Reputation: 413
If I have a string,
x <- "Hello World"
How can I access the second word, "World", using string split, after
x <- strsplit(x, " ")
x[[2]] does not do anything.
Upvotes: 22
Views: 37539
Reputation: 7400
As vapply()
isn't mentioned, I would like to add it:
c("Hello world", "Hi there", "Back at ya") |>
strsplit(split = " ") |>
vapply(FUN = "[", FUN.VALUE = character(1L), 2L)

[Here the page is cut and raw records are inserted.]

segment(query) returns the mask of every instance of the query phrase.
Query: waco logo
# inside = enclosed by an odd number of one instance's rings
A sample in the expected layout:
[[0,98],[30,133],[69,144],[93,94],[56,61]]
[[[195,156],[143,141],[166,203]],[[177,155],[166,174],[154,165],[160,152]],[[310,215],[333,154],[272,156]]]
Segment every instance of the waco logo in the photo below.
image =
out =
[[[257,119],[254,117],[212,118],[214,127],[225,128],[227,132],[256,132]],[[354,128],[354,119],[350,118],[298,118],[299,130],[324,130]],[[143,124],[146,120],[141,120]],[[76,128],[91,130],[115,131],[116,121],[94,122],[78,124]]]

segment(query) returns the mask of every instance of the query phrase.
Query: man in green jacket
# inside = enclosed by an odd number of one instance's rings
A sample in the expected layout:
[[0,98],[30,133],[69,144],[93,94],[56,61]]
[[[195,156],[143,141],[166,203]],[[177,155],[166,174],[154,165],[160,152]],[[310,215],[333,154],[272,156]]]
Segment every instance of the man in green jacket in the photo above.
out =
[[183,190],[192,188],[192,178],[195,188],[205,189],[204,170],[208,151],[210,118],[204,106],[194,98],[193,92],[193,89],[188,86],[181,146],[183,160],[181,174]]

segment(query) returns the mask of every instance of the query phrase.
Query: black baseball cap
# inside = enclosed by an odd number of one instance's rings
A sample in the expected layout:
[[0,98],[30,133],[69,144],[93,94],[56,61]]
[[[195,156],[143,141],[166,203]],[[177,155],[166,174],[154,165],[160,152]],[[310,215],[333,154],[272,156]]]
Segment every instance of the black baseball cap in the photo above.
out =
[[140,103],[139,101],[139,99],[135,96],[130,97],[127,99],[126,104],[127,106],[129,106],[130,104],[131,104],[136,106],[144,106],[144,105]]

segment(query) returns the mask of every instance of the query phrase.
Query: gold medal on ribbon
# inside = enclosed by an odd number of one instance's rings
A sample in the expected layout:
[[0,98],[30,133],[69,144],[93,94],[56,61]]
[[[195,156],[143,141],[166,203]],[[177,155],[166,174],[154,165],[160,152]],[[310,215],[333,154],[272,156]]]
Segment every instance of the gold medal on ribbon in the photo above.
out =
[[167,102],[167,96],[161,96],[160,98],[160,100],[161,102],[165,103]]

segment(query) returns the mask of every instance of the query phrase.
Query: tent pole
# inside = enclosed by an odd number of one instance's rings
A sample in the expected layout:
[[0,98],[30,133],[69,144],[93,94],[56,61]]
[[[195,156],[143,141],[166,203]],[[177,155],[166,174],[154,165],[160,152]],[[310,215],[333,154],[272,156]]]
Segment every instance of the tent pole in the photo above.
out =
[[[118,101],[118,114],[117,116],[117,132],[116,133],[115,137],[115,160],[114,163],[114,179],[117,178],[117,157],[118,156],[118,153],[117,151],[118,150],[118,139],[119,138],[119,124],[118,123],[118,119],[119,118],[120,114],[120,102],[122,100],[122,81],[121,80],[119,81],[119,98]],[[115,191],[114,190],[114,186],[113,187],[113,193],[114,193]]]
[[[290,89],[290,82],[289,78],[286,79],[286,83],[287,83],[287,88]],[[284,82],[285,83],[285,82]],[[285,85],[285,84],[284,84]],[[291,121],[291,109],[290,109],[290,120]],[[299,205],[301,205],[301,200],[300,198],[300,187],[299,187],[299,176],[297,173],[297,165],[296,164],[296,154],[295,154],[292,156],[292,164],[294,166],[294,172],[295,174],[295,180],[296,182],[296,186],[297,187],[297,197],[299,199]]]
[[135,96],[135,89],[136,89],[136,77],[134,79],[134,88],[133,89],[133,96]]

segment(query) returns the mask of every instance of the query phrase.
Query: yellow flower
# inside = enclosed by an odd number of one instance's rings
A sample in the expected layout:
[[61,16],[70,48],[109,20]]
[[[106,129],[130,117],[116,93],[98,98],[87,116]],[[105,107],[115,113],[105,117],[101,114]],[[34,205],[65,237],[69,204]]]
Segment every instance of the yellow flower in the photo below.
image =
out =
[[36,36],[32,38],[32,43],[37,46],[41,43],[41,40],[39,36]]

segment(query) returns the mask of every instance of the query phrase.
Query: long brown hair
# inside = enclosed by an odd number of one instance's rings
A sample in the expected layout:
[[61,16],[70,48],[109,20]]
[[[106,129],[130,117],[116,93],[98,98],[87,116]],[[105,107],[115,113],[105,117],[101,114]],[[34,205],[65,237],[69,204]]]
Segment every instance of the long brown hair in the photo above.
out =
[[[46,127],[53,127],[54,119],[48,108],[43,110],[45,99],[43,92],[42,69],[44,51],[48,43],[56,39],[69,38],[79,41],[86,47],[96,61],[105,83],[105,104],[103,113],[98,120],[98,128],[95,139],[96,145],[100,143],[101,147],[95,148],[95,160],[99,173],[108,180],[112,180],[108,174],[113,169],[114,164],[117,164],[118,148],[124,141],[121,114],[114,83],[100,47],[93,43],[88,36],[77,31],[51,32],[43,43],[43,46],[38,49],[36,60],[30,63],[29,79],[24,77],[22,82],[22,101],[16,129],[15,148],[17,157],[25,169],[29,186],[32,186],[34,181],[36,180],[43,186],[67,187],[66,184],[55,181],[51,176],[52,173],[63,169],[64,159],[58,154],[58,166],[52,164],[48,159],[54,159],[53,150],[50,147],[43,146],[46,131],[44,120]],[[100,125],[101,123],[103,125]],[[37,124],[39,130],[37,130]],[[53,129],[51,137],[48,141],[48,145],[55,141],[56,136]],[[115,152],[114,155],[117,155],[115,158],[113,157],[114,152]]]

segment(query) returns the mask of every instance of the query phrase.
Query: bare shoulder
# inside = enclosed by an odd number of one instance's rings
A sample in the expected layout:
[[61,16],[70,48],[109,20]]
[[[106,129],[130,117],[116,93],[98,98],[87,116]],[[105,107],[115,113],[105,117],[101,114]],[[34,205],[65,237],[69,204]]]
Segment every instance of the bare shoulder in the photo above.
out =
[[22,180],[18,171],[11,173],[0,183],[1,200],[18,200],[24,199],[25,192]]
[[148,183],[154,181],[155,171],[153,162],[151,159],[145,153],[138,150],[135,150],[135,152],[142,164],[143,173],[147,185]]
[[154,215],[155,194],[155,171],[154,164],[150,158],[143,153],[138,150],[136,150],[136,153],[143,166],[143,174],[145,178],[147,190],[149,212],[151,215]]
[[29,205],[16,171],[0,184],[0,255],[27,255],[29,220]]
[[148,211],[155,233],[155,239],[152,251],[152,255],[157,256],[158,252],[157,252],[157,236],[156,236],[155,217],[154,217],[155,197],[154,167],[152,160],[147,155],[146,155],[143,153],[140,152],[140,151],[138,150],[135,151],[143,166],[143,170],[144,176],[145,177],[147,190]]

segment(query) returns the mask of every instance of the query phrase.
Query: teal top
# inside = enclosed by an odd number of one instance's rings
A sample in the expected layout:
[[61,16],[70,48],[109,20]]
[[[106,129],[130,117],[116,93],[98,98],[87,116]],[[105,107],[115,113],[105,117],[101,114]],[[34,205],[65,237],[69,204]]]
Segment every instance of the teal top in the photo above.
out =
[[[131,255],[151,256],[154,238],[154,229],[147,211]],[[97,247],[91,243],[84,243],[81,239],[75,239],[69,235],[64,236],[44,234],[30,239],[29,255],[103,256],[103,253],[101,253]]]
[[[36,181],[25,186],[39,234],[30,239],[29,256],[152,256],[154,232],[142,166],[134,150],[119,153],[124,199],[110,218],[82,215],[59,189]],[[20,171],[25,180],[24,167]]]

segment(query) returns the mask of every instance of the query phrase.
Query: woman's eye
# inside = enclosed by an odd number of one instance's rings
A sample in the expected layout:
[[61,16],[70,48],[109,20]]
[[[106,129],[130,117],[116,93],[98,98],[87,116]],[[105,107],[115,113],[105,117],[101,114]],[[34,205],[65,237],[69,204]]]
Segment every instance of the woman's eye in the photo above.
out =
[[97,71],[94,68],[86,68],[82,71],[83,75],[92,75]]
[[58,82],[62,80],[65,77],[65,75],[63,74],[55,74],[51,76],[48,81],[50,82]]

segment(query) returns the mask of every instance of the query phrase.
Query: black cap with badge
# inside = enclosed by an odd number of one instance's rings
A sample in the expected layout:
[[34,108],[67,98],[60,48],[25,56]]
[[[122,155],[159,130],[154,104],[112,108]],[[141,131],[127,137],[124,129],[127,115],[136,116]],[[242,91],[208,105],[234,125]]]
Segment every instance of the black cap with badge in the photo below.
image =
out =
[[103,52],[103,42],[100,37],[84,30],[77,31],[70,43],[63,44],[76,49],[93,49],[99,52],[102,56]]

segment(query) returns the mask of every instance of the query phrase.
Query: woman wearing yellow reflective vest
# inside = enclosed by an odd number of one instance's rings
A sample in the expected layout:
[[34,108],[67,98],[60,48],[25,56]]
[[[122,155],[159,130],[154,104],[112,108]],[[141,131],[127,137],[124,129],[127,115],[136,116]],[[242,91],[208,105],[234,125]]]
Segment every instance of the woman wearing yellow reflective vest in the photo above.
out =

#> [1] "world" "there" "at"
Created on 2023-11-30 with reprex v2.0.2
Assumption: strsplit(x, " ")
is mandatory.
vapply()
is generally preferred over sapply()
(reference).
Upvotes: 0
Reputation: 101317
Probably you can play with regex
using sub
> x <- c("Hello world", "Hi there", "Back at ya")
> sub(".*?\\W+(\\w+).*","\\1",x)
[1] "world" "there" "at"
Upvotes: 0
Reputation: 51974
With stringr 1.5.0
, you can use str_split_i
to access the ith element of a split string:
library(stringr)
x <- "Hello World"
str_split_i(x, " ", i = 2)
#[1] "World"
It is vectorized:
x <- c("Hello world", "Hi there", "Back at ya")
str_split_i(x, " ", 2)
#[1] "world" "there" "at"
Upvotes: 5
Reputation: 460
Another approach that might be a little easier to read and apply to a data frame within a pipeline (though it takes more lines) would be to wrap it in your own function and apply that.
library(tidyverse)
df <- data.frame(
greetings = c( "Hello world", "Hi there", "Back at ya" )
)
split_params = function (x, sep, n) {
# Splits string into list of substrings separated by 'sep'.
# Returns nth substring.
x = strsplit(x, sep)[[1]][n]
return(x)
}
df = df %>%
mutate(
'greetings' = sapply(
X = greetings,
FUN = split_params,
# Arguments for split_params.
sep = ' ',
n = 2
)
)
df
### (Output in RStudio Notebook)
greetings second_word
<chr> <chr>
Hello world world
Hi there there
Back at ya at
3 rows
###
Upvotes: 0
Reputation: 1
x=strsplit("a;b;c;d",";")
x
[[1]] [1] "a" "b" "c" "d"
x=as.character(x[[1]])
x
[1] "a" "b" "c" "d"
x=strsplit(x," ")
x
[[1]] [1] "a"
[[2]] [1] "b"
[[3]] [1] "c"
[[4]] [1] "d"
Upvotes: -3
Reputation: 5580
As mentioned in the comments, it's important to realise that strsplit
returns a list object. Since your example is only splitting a single item (a vector of length 1) your list is length 1. I'll explain with a slightly different example, inputting a vector of length 3 (3 text items to split):
input <- c( "Hello world", "Hi there", "Back at ya" )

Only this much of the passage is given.